Rinko Kikuchi’s breakthrough performance as a troubled, sexually exploring, deaf-mute teenager in Alejandro Gonzalez Inarritu’s Babel was so convincing that co-star Cate Blanchett didn’t know the Japanese actress could actually talk until Kikuchi spoke to her off-camera. Her country’s first Oscar-nominated actress in 49 years, Kikuchi talked to TIME’s Michiko Toyama.
TIME: What made you audition for Babel and how did you win the role out of 1,000 other aspirants?
Kikuchi: I spent about a year auditioning and learning sign language, I came to make friends with girls that were deaf. More importantly, as I was given the script scene by scene for the audition, I was constructing the character of Chieko feeling how she would have felt.
Besides learning sign language, what else did you do to enact the role?

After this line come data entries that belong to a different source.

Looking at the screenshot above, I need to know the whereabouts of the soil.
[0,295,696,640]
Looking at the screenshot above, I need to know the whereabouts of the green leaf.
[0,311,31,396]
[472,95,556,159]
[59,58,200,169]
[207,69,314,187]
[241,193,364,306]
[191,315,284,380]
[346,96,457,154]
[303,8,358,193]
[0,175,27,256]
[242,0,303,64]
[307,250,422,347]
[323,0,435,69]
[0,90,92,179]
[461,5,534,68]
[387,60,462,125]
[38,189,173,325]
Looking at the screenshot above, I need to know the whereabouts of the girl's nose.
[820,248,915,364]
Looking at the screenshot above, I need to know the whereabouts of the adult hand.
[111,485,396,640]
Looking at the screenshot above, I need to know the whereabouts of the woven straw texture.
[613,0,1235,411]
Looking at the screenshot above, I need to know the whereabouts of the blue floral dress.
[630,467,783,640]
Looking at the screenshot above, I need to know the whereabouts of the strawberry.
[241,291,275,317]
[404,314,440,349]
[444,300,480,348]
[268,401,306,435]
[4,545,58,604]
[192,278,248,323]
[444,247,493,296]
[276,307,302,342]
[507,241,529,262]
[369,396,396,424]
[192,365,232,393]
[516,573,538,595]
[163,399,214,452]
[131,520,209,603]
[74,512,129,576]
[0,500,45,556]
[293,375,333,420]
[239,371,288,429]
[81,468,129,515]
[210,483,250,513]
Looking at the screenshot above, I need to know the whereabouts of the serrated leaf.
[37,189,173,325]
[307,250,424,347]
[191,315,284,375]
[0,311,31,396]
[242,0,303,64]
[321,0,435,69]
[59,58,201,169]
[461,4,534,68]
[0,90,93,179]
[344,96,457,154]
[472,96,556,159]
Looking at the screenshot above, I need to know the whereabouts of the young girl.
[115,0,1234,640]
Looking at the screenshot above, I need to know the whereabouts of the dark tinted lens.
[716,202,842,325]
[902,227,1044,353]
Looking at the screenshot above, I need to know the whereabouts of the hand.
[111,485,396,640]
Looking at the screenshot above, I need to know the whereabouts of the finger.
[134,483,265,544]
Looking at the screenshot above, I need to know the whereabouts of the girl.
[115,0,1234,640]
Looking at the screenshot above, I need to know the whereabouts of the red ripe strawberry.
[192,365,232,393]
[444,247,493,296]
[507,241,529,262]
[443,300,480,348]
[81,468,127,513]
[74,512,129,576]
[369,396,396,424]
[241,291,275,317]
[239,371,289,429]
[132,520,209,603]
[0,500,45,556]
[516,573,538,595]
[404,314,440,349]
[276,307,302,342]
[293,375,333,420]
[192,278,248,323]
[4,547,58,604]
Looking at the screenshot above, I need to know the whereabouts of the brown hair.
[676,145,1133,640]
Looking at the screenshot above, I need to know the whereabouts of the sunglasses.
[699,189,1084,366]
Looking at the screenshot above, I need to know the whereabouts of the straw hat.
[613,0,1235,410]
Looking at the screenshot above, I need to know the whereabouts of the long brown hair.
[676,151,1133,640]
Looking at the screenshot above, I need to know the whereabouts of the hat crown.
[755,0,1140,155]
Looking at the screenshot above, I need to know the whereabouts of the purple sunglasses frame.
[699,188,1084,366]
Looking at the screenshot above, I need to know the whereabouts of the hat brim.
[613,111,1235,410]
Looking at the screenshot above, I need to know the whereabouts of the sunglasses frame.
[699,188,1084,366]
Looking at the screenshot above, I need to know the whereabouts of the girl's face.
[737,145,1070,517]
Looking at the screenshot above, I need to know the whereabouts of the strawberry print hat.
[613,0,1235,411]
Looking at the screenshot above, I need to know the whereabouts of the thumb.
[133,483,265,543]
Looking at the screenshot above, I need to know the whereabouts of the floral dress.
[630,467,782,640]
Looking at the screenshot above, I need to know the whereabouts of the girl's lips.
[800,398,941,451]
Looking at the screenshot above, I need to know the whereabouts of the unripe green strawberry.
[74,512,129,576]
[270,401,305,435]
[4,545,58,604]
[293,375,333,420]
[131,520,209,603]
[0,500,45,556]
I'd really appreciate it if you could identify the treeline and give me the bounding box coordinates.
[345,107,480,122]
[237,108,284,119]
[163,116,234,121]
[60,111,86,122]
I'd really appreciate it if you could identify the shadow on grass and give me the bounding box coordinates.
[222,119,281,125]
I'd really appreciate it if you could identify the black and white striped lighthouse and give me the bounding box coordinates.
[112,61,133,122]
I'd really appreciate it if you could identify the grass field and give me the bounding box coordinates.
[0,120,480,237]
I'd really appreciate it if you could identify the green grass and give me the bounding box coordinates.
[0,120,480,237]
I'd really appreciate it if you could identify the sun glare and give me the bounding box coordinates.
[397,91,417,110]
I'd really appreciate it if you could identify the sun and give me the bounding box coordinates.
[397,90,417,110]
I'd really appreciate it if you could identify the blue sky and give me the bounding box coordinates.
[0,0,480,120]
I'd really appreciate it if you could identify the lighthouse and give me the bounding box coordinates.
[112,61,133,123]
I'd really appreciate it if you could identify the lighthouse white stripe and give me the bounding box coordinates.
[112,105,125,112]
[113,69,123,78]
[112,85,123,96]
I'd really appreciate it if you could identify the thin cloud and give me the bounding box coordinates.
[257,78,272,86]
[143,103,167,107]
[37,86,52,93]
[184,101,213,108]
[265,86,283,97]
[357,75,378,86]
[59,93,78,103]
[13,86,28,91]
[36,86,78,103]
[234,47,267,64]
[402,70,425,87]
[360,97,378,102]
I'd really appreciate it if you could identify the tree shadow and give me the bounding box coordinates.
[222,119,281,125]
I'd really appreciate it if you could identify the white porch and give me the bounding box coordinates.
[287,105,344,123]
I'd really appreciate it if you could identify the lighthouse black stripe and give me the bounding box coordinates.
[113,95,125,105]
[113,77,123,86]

Chieko usually wears a miniskirt. If I wear a miniskirt, I feel watched. But, the 16-year-old Chieko is not like that. She is open and blunt, is always so edgy. Her anger, passion, the distance with her father, the loss of her mother, she is dealing with all these problems and she is always looking for someone to be hugged by, not necessarily sexually, but also for some warmth, her simmering tension, that’s the kind of thing I created during the year. Alejandro told me that he would give me the role only a week before shooting began, which if I think about it now, is quite amazing (laughs). Although I was under pressure of possibly not getting the role, but in the end, I was lucky that I had that time.

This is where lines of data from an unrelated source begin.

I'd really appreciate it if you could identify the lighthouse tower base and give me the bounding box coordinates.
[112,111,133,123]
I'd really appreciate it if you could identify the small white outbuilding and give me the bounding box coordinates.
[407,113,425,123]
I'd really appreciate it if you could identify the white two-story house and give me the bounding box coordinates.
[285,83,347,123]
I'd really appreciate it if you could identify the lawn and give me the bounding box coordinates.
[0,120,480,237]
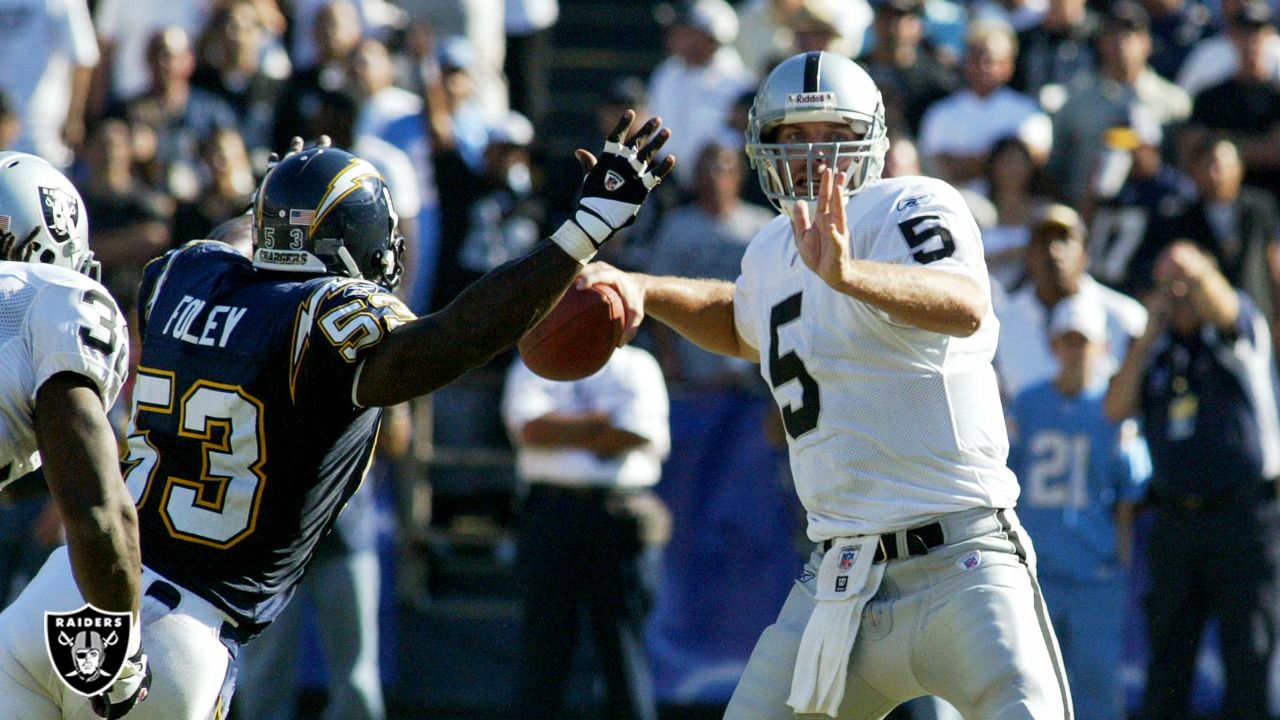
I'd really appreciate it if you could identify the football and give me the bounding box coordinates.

Did you have any language or communication problems in working with Inarritu?
That is also the theme of this film: People should be able to communicate not by words. Therefore, in order not to diminish my concentration [Inarritu] would ask me to communicate in sign language and had it interpreted into English.
Is there anything you could identify with this character Chieko?

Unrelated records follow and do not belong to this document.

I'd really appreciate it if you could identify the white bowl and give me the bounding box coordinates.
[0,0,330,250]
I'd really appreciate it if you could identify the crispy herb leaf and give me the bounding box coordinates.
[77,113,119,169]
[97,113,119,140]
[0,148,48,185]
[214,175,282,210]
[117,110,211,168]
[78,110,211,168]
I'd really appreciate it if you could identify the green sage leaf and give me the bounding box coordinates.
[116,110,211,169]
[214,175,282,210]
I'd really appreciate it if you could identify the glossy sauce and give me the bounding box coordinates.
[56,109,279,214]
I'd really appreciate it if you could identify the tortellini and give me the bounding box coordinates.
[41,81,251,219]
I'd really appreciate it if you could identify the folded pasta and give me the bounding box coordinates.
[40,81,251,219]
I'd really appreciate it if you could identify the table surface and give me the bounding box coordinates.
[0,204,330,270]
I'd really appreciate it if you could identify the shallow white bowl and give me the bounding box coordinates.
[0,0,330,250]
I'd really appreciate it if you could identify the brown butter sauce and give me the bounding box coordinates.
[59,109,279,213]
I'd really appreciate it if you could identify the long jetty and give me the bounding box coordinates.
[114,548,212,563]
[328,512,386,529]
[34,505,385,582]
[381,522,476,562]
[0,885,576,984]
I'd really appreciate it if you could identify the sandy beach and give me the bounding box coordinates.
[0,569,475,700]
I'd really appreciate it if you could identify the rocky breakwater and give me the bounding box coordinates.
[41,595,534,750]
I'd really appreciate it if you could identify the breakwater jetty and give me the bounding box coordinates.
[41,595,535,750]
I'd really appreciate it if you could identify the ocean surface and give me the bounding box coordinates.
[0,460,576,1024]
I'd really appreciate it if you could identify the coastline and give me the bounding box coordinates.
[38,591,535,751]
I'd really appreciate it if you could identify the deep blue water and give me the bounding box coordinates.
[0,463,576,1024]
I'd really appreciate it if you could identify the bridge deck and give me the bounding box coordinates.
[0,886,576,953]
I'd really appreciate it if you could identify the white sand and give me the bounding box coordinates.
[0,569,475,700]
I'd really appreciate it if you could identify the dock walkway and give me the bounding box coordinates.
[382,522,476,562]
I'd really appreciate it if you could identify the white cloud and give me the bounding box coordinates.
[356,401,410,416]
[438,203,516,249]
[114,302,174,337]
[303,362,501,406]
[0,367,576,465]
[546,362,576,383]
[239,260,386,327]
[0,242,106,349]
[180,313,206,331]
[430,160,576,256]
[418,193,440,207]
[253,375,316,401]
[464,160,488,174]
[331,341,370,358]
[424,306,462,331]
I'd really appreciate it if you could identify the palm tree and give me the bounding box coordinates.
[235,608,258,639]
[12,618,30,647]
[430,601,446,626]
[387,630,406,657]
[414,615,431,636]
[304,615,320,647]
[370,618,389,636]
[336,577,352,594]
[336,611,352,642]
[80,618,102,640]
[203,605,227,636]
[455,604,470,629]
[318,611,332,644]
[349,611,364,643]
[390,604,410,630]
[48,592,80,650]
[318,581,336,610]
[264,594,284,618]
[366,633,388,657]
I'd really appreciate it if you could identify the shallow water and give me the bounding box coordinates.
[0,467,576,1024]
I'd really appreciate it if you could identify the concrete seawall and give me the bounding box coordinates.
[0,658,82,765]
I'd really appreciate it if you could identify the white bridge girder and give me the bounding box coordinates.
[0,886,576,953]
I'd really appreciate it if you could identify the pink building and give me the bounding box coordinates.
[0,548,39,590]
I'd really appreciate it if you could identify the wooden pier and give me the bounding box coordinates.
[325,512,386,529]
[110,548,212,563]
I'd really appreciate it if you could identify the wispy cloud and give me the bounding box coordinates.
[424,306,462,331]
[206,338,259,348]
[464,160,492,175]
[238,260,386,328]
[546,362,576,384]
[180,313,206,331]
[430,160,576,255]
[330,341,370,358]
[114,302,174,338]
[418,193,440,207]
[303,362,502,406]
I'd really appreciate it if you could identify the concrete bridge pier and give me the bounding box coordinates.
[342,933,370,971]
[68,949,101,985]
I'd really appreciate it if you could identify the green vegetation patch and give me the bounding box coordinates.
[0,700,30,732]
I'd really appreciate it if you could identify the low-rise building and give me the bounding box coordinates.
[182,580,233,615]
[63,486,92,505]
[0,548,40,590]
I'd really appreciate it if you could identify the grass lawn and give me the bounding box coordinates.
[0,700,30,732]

Chieko is yearning to have somebody to lean on, not in a sexual way. Well, there is a bit of that too. Yearning for someone is what every woman does to a certain extent.
How was it to work with Inarritu? How was he different from other directors?
I had absolute trust in him. I knew that when he said that it was OK that it was definitely OK. I never had to wonder how it was. In that respect I could relax and concentrate on my acting.
How did you cope with the nudity?
The scene had sexuality of course, but it was a scene where she was seeking something more primordial. It’s not that she was looking for sex, but that was the only means she had to keep the guy, and she couldn’t help doing it. I knew from the beginning that there was going to be such a scene. After all, actors cry, laugh or do love scenes in front of an audience, and you have to use everything as an actor. I find that nudity is merely beautiful, and especially in the film it was created so beautifully… Chieko had no other way of communication, and I felt her despair.
Do you feel the pressure of the Oscar nomination for supporting actress?
My work begins and ends at the film sets, so anything else, I just enjoy. I am just having a ball. It is like the audition. Regardless of the outcome, the whole thing does not fail to amaze me. Come to think of it, it’s amazing that I am even nominated and I am very grateful about that. Here I am an unknown Japanese actress who arrives in Hollywood and is warmly accepted and celebrated.